The 90-minute feature film Ozhuki ozhuki ozhuki is a significant film for Sanjeev, the youngest of the Sivan brothers — following Santosh and Sangeeth — as it marks the acting debut of his 12-year-old son Sidhanshu Sanjeev Sivan, though the script was readied long before the decision to cast him was made. “When the story was narrated to my mother-in-law, she suggested that we cast Sidhanshu in the role of the young boy, who is pivotal to the film. It was her dream to see Sidhanshu as an actor,” says Sanjeev.
Life by the water
The story is of a young boy Paakaran, a daily wage worker in a fishing cooperative who lives with his mother. He lives by the idyllic backwaters of Kuttanad in Kerala and develops a special bond with the flowing water and dreams of becoming a boatman like his father who had died in a boat capsize. The discovery of a floating body in the water changes Paakaran’s life.

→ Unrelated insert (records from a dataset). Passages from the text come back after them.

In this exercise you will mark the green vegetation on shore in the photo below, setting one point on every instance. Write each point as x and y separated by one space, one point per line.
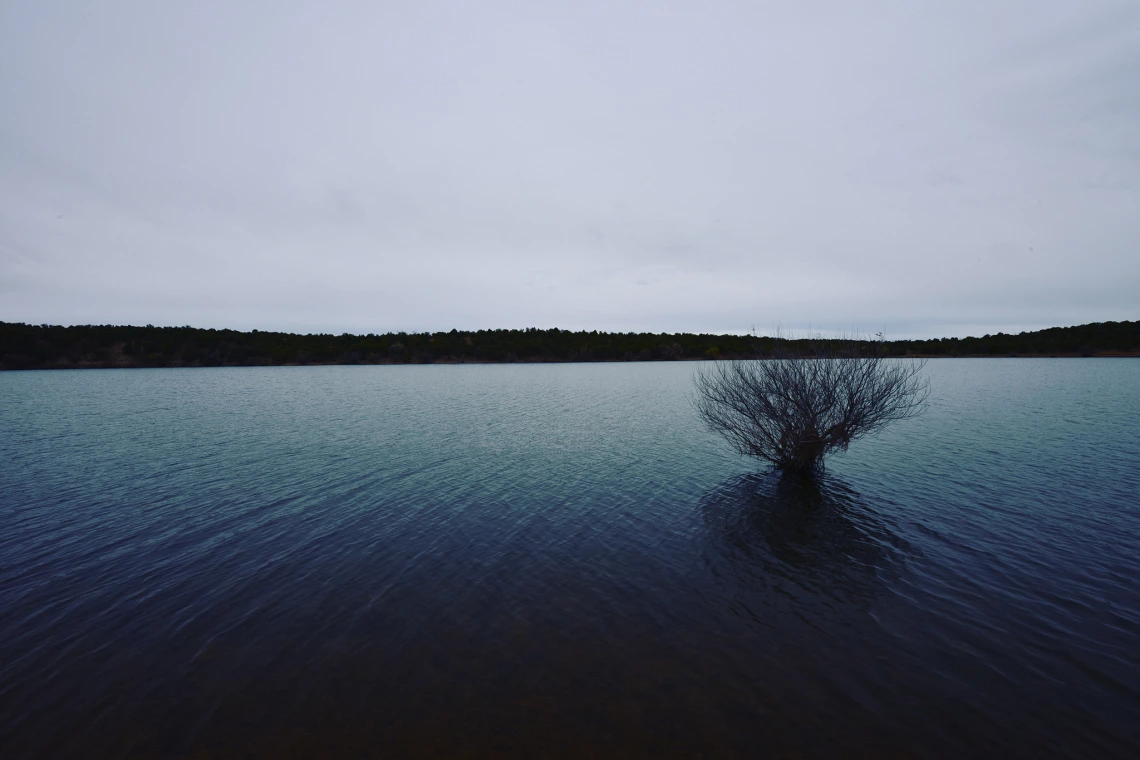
45 346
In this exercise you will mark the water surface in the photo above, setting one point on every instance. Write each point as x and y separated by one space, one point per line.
559 561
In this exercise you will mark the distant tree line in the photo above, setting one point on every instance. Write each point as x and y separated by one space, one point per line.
41 346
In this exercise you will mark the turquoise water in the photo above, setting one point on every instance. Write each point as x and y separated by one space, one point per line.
559 561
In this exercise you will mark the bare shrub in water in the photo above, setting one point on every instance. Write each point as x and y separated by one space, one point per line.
800 403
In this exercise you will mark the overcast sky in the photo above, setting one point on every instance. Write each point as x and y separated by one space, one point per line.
930 169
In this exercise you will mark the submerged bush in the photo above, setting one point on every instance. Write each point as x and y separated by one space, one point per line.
799 405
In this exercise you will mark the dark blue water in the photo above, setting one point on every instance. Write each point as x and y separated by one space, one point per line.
558 561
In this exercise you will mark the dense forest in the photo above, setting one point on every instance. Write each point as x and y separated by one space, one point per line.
42 346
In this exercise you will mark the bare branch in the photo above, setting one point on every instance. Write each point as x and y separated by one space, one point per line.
796 407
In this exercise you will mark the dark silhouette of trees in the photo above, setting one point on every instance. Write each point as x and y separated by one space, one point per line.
43 346
796 406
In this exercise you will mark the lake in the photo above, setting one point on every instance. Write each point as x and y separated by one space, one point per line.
560 561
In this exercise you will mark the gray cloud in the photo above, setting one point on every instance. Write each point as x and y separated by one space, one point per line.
702 166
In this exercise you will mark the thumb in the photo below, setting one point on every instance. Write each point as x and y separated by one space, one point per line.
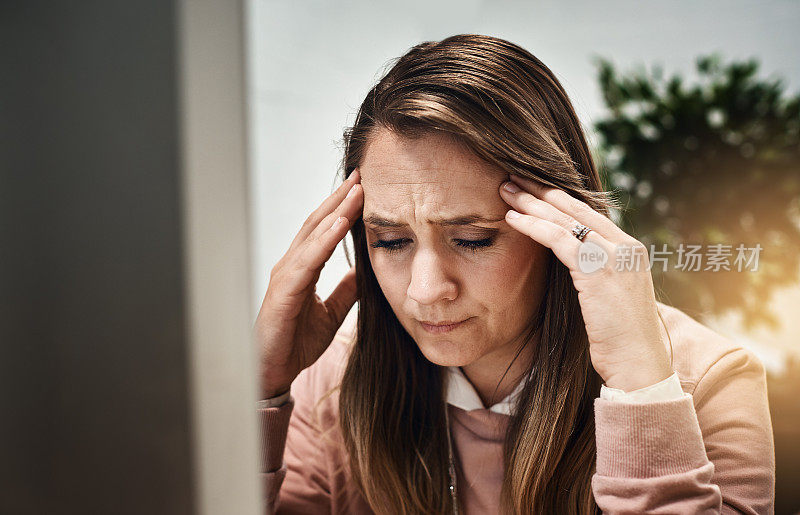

Anticipating the challenge of casting his son in a role where the character appears in every frame of the film, Sanjeev and his wife, actor-filmmaker Deepti Pillay Sivan sent him for a couple of acting workshops in Mumbai. “He worked hard, prepared himself well and presented himself to me. Only then I was convinced. He earned this role,” says the proud father.
Dreams and determination
Joining in the conversation, the 12-year-old describes the feeling when he was first told he would be part of the film: “ I always wanted to act and would nag my parents but when it happened it came as a huge surprise and I was super excited,” he says adding he realised the value of the opportunity and wanted to do his best. “I used to practice my dialogues in front of the mirror. Not wanting to disappoint my dad drove me to give my best.”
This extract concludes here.